To make low-fare airlines viable, you need low-cost, no-frills airports for a start. On the other hand, consider the investment cost of the Navi Mumbai airport, which has bloated to over Rs 16,700 crore, due largely to high land acquisition costs.

These costs are thanks to the UPA-era Land Acquisition Act, which boosted the cost of rural-urban land many-fold. Navi Mumbai land acquisition costs rose 250 per cent between the time the airport was planned, and the time the land was actually acquired.

So, when the airport finally starts operating some time in 2024, the user development and airport fees that passengers and airlines will pay will be extortionately high.

Given high land acquisition costs, it is anybody’s guess what the 80 new airports planned between now and 2027-28, including many greenfield ones, will cost airlines and passengers. The key to making low-fare airlines viable is low fuel costs and low airport landing and parking fees. There is little sign of that happening as yet.

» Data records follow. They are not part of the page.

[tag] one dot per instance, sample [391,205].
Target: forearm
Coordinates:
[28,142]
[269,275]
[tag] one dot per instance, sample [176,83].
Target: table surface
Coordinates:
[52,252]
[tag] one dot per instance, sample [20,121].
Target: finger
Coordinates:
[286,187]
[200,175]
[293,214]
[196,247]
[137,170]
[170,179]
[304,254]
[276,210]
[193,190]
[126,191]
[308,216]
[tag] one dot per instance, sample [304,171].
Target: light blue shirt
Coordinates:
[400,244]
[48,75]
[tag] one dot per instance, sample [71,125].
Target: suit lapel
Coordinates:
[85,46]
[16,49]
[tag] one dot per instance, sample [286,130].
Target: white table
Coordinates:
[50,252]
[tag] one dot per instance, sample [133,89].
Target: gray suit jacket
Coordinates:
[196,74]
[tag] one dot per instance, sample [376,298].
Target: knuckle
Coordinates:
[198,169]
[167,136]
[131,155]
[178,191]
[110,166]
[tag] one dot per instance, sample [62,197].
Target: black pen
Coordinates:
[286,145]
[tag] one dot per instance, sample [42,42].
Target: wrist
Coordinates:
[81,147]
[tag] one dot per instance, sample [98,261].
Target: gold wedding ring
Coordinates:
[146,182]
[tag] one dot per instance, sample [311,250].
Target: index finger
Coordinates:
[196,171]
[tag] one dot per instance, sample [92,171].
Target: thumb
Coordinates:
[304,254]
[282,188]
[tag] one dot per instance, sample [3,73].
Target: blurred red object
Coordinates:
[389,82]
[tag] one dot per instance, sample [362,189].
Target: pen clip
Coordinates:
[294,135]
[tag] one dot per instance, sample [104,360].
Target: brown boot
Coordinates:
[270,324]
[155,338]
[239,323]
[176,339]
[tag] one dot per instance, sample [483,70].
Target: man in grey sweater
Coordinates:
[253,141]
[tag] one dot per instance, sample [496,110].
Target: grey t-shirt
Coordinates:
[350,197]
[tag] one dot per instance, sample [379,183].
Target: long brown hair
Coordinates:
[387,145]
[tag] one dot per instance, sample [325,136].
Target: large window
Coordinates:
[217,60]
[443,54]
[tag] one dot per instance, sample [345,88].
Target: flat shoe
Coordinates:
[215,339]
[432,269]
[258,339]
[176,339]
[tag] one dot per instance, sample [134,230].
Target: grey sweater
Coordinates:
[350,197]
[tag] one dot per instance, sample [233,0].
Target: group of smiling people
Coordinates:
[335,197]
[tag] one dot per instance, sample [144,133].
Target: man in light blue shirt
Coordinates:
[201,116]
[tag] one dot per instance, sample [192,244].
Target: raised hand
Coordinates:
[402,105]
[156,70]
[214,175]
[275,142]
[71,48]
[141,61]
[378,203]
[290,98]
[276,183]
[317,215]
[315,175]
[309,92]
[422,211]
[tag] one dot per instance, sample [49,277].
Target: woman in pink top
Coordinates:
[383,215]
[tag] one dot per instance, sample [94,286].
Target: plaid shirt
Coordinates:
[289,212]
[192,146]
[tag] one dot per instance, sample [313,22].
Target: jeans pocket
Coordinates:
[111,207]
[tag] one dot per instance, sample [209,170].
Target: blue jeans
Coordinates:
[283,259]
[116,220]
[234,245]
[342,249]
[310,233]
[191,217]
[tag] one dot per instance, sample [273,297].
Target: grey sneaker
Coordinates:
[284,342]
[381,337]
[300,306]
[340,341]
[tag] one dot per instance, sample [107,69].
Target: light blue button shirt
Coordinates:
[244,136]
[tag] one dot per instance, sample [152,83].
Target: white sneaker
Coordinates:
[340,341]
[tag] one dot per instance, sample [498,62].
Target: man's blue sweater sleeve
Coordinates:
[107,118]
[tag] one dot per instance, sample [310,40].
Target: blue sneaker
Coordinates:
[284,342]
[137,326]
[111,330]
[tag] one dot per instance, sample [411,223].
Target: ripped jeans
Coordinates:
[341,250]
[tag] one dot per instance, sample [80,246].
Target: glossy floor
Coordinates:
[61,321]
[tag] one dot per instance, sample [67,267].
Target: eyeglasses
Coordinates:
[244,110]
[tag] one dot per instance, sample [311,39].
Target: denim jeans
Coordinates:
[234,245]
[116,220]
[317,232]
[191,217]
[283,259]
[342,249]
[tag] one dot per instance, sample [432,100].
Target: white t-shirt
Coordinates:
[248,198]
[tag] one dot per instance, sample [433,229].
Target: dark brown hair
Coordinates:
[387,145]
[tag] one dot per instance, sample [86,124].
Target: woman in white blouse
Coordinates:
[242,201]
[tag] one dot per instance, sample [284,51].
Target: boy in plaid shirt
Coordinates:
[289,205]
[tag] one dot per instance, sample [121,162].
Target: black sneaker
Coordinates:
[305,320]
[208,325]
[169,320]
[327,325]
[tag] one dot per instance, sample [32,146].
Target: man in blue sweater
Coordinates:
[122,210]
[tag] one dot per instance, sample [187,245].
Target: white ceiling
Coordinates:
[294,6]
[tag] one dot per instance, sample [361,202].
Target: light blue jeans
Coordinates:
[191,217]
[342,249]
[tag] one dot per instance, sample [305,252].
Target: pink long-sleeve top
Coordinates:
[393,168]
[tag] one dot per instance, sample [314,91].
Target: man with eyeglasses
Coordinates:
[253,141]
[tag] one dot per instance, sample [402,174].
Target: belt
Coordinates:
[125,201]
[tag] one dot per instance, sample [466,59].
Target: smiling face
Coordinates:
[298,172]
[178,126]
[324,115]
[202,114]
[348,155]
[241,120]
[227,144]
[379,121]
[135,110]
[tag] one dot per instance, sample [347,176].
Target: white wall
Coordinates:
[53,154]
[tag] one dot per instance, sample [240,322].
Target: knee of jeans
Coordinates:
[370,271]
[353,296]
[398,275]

Third, given these in-built high cost factors, the only viable airlines are those which manage to operate at the lowest possible costs. This means lowering the average cost of fuel per passenger flown by flogging fuel-efficient aircraft for longer hours every day and with more “bums on seats” in each flight.

Maintenance costs must be pared to the bone by using as few aircraft types as possible. IndiGo, which was the only airline in the last decade to minimise all kinds of costs, is thus the only one viable at current cost structures.

But even it will face challenges as it buys different aircraft types (Airbus, Boeing, and short-haul aircraft) for catering to different kinds of routes. Jet and Kingfisher went down because they could not manage low fares without low operating costs

Without addressing these three realities, no airline can really be successful in India. What separated IndiGo from the rest is just this key aspect of the business model.

Go First will go nowhere, even after it emerges from the insolvency courts, without rethinking its entire model. Ask Vijay Mallya, who thought he could run a low-margin airline with the costs of the high-margin liquor business. The net result, he has lost some of his most profitable liquor businesses to partners. Aviation is a business, a tough business, not a trophy in the portfolio.